Bush Signs Maritime, Air Cargo Inspection Bill

WASHINGTON—In a decision that will have a major impact on how cargo moves through the global supply chain, President George W. Bush officially signed into law “H.R. 1 Implementing Recommendations of the 9/11 Commission Act of 2007” earlier this month. This bill, which was signed off on by the United States Senate and House of Representatives in late July, is expected to significantly alter how maritime and air cargo is inspected.

The bill calls for the 100-percent scanning of maritime cargo—before it’s loaded onto vessels heading for the United States—to be required within the next five years. However, the Department of Homeland Security (DHS) may extend the deadline by two-year increments, if necessary. It also calls for the scanning of all cargo on passenger planes within the next three years.

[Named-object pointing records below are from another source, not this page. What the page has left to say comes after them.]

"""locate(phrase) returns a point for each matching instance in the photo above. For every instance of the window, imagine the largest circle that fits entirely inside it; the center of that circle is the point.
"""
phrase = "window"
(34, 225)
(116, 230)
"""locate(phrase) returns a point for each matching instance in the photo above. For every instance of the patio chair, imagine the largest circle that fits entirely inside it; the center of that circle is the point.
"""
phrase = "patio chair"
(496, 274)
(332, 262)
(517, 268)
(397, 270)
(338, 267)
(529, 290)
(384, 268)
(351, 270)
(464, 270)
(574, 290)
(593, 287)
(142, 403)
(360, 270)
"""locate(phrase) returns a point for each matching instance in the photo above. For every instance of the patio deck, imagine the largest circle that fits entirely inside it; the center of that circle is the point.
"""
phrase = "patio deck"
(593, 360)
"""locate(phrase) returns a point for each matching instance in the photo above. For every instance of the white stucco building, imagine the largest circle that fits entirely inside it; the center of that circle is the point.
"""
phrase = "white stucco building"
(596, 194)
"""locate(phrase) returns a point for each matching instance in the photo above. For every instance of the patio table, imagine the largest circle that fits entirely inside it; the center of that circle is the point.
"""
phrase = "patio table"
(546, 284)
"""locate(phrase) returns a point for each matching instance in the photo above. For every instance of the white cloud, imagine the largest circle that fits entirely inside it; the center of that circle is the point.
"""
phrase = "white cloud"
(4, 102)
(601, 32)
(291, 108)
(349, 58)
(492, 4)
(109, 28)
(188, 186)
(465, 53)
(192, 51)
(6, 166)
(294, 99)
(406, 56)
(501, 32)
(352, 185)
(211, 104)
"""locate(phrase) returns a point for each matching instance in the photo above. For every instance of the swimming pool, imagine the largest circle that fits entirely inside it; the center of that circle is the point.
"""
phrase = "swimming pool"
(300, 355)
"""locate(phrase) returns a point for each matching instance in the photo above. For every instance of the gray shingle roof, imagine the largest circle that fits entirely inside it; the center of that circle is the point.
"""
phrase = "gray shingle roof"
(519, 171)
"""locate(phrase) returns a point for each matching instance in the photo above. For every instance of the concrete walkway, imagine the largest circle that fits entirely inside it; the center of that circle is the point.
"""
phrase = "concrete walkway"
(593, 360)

The bill will require specific annual benchmarks on the percentage of maritime cargo containers headed for the U.S., an analysis of how to best incorporate existing maritime security initiatives, including the Container Security Initiative and C-TPAT, and an analysis of the scanning equipment, personnel, and technology needed to reach the 100-percent container scanning objective. On the air cargo side, the Transportation Security Administration will be charged with establishing a system to screen all cargo transported on passenger aircraft operated by domestic or foreign air carriers.

While the drumbeat for 100 percent container inspection has been a chief objective of politicians with a keen eye on national security, these measures have largely been rejected in the past on the basis that they would be impossible to implement without harming domestic and global economy operations.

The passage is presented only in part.